OpenGL depth buffer copy

cedric_guillemet · July 17, 2003, 11:17pm

Hi.
I have to copy the depth information from a buffer to the active zbuffer. glcopypixels is too slow and WGLCreateBufferRegion isn’t available on ATIs but works fine on nVidia. How can I do it on ATI in an accelerated way? Can I do it with the pBuffer?
Thanks for your help.

AdrianD · July 18, 2003, 5:10am

you can use pbuffer and make_current_read with copypixels to accelerate your depthbuffer writing. this works fine with newer radeons (ie.9500pro/9600/9700). but it still sucks on “older” ones like 7000 or 8500.
according to the ATI-DirectX9-Optimization papers, it’s not a good idea to write into the depthbuffer on radeons. because this will disable any hierarchical depthbuffer optimization. and:
“[…] Also most of the RADEON family chips only support swizzled depth buffer formats, which means CPU will have to un-swizzle depth buffer and swizzle it back whenever buffer is locked. This can totally destroy application performace.[…]”

and that’s true. the only conclusion is: you can’t write in to the depthbuffer fast enough on (older)radeons.
but wait, isn’t hardware shadow mapping an enhanced depthbuffering method ? it can be used to simulate a dapthbuffer, when you simply use the same projection/modeview matrix for the depthbuffer and colorbuffer.
(for code see. shadowmapping demos from nvidia-SDK. esp.the 8-bit versions)

you can create a 8 bit-depthbuffer using standard opengl with the tex_env_combine extension. or even 16/24 bit depthbuffering using register combiners for nvidia(ok, they don’t need it because they have good working ARB_buffer_region support ) or using ATI_fragment_shader for radeons.

this will work fine (with some restrictions, but it’s better than no support at all) on evey graphics card which supports projective texturing correcty…
…and there we are again: ie. radeon7000 doesn’t!!!(Kyro-cards also)
(i did not tried how it works when i create the mapping-coords on the cpu)

so when you want to write into your depthbuffer constantly, you have to code at least 3 different solutions for different hardware… and this will still not cover all graphics HW available.

i am currently looking for a 4th way…

zeckensack · July 18, 2003, 5:37am

Surprisingly, today I’ve finally discovered an acceptably performing method to write depth

Basic idea:
Allocate a vertex buffer, same size as you have pixels on screen. Fill in a vertex position for each pixel center (to prevent antialiasing issues).

Draw that with glDrawArrays(GL_POINTS,0,640*480);, you get the idea.

Bonus point: you can source colors from a second vertex buffer (I suggest using disjoint arrays).
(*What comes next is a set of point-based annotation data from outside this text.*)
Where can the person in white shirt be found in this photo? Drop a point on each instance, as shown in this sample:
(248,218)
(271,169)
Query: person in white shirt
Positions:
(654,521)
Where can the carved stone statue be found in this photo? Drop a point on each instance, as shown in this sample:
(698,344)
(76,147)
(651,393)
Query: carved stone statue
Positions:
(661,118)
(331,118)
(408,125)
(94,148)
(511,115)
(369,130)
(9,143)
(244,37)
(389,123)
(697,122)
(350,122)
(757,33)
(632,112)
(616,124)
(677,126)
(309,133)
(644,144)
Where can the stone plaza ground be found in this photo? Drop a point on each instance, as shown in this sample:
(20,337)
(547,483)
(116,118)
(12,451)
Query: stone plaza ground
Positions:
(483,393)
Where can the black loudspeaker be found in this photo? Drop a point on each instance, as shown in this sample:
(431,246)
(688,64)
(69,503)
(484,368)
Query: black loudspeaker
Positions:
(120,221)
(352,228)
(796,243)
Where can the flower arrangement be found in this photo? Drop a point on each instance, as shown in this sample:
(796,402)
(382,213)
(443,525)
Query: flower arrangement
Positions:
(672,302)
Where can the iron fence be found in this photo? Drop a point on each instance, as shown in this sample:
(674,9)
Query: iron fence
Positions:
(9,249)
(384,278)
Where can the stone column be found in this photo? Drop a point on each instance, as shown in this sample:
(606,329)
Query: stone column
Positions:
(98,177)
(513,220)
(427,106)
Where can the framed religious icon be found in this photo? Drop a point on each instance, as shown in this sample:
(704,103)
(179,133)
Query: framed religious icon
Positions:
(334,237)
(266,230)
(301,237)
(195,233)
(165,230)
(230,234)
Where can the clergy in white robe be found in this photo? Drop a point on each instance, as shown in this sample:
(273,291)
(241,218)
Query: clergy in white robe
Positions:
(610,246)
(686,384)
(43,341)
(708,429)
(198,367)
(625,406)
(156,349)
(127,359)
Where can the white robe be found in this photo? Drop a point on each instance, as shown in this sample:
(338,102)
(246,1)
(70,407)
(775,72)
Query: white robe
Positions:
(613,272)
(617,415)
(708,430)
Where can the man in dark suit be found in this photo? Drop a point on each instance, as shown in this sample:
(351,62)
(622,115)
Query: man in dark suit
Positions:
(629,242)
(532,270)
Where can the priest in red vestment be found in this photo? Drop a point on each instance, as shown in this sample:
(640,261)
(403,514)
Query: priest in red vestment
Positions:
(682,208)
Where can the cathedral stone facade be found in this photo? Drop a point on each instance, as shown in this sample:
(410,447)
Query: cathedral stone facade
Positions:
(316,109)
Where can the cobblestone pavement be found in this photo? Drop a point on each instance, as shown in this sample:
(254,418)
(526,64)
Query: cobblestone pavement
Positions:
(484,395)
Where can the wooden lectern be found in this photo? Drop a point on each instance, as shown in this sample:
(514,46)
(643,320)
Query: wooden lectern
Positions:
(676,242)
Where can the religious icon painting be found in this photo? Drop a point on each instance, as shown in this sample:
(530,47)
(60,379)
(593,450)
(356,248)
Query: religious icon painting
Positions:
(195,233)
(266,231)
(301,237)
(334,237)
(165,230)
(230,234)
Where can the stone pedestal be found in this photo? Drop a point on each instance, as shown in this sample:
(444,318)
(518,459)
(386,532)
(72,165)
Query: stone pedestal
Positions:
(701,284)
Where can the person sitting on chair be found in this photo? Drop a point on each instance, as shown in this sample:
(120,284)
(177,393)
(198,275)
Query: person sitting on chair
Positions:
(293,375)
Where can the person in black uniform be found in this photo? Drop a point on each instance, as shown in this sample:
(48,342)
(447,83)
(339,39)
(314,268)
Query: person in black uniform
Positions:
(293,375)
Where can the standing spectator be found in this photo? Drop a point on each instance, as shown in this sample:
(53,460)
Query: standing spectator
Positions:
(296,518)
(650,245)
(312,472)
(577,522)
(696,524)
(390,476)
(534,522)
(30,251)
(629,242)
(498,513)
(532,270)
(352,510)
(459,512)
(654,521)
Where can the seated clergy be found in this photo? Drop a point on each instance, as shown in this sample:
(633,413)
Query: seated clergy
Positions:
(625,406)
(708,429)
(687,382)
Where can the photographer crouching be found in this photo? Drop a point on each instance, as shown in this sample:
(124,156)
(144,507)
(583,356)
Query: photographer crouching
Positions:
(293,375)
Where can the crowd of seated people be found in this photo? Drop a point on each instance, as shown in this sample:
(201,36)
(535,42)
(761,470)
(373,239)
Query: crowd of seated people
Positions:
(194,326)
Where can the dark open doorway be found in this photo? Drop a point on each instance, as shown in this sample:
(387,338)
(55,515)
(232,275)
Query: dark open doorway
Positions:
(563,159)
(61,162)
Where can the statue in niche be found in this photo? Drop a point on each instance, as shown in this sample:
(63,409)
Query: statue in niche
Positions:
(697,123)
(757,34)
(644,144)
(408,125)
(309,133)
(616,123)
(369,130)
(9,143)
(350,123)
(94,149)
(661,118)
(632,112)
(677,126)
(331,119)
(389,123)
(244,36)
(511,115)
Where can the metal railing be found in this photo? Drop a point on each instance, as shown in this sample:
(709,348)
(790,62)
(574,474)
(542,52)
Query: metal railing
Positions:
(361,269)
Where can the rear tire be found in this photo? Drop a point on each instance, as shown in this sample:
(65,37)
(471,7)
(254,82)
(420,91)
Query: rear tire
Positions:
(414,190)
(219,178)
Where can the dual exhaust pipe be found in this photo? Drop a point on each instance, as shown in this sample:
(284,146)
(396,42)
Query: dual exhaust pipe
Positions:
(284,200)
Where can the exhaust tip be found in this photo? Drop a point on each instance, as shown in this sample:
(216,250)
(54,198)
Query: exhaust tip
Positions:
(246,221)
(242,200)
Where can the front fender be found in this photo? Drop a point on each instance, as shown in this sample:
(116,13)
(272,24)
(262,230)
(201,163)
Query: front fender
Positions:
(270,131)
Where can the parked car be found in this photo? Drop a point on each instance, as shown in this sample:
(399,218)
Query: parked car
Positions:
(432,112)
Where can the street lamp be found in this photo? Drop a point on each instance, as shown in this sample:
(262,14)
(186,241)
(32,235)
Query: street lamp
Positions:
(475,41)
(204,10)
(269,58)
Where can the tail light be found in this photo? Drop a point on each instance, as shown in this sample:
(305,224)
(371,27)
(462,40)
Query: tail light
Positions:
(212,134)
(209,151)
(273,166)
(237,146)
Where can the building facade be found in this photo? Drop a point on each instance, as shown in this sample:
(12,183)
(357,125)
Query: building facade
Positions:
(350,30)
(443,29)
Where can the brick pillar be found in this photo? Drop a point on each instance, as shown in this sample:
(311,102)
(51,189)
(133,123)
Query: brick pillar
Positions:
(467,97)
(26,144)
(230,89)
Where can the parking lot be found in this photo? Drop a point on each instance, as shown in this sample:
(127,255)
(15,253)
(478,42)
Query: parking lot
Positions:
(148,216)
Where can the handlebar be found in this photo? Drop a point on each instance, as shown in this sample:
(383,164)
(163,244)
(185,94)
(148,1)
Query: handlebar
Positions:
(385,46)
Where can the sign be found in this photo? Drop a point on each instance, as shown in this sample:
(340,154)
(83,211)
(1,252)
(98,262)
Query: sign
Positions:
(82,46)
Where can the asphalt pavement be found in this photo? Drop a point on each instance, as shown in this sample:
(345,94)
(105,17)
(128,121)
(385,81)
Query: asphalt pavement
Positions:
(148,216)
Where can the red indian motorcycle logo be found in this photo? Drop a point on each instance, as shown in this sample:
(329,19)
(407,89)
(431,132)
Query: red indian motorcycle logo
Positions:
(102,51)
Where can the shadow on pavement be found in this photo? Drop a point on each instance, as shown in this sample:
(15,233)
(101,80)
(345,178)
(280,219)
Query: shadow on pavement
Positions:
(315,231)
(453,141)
My little protoyping app needs ~17ms to write color and depth this way, using regular malloced system memory vertex arrays. Of course this still sucks somewhat, but then the fastest way to draw depth directly (glDrawPixels(<…>,GL_DEPTH_COMPONENT,GL_FLOAT,<…> ); ) takes 30ms, and that’s without color.
I should expect a further small boost from using VBOs.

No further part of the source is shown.